One of the priorities of the European Commission is a better environment for everyone. Statistics are increasingly important for the definition, implementation, monitoring and evaluation of environmental policies, in particular the "Europe 2020 strategy for smart, sustainable and inclusive growth". This publication covers key environmental statistics available at Eurostat, the Directorate-General for the Environment of the European Commission and the European Environment Agency. This Eurostat publication is complementary to the five yearly assessment "European environment - state and outlook 2010", which was published by the European Environment Agency on 30 November 2010.
Largest freshwater resources per capita available in Finland, Sweden and Slovenia
Freshwater resources are either stocks held in the ground (groundwater) or are available from rivers, lakes, reservoirs, etc. (surface water). As a consequence of differences in climate and population density, the total freshwater resources available are unevenly distributed between Member States, ranging from 100 m3 per capita in Malta, 400 m3 in Cyprus, 1 500 m3 in the Czech Republic and 1 700 m3 in Poland to 20 700 m3 per capita in Finland, 19 800 m3 in Sweden, 15 800 m3 in Slovenia, 14 900 m3 in Latvia and 14 800 m3 in Slovakia.
The water exploitation index represents the total volume of water abstracted in a given year as a share of total freshwater resources. This index depends on the fresh water resources naturally available as well as the level of use of water by households, industry, energy suppliers and agriculture. The index varies widely among Member States, with the lowest shares observed in Latvia, Slovakia and Sweden (all 1%) and Ireland (2%), and the highest in Cyprus (64%), Belgium (32%), Spain (30%) and Malta (21%).

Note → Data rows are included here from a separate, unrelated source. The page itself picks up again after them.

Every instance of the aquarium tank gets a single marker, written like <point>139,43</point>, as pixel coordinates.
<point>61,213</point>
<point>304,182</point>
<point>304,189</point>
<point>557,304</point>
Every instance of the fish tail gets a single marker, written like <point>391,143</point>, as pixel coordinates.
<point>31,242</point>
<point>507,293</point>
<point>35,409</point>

Decrease in common bird populations since 1990
Birds are an excellent indicator of the health of the environment, as they are generally well studied, occur in many habitats and respond to changes in their food sources and in their physical environment. In order to measure the evolution of the number of birds of different species, three series have been set up. They consist of "all common birds" (137 species) and two sub-sets, "forest birds" (30 species, e.g. woodpeckers, jays, warblers) and "farmland birds" (36 species, e.g. skylarks, partridges, lapwings). The separate series for forest and farmland birds show how the populations of common breeding bird species that depend on forests or on agricultural land for nesting or feeding are faring.
While year to year changes in the indices should be treated with caution, the long-term trends indicate that the common forest and farmland birds are declining far more than birds of the remaining 71 generalist species in the "all common birds" index. Compared with 1990, the index of the number of "all common birds" declined by around 10% by 2008, while those for "common farmland birds" and "common forest birds" fell by 15-20%. Since 2002 however the trends appear to have levelled off.

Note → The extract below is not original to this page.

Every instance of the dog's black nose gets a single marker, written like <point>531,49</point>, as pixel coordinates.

Environmental taxes range from 1.6% of GDP in Spain to 5.7% in Denmark
In the EU27 in 2008, environmental taxes accounted for 2.4% of GDP. The Member States with the highest shares of environmental taxes in GDP were Denmark (5.7%), the Netherlands (3.9%), Bulgaria and Malta (both 3.5%), and the lowest Spain (1.6%), Lithuania (1.7%), Romania (1.8%) and Latvia (1.9%).

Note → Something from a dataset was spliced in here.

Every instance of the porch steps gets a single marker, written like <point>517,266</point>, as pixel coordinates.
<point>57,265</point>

Energy taxes made up 72% of total environmental taxes in the EU27, transport taxes 23% and taxes on pollution and resources 5%. Energy taxes made up the largest proportions of environmental taxes in all Member States, except Malta. The highest shares of energy taxes were observed in Lithuania, Luxembourg and the Czech Republic (all 93% of total environmental taxes) and Slovakia (90%). The highest shares of transport taxes were found in Cyprus (50% of total environmental taxes), Malta (48%) and Ireland (47%), while the largest proportions of taxes on pollution and resources were observed in Denmark (31%), the Netherlands (17%) and Estonia (14%).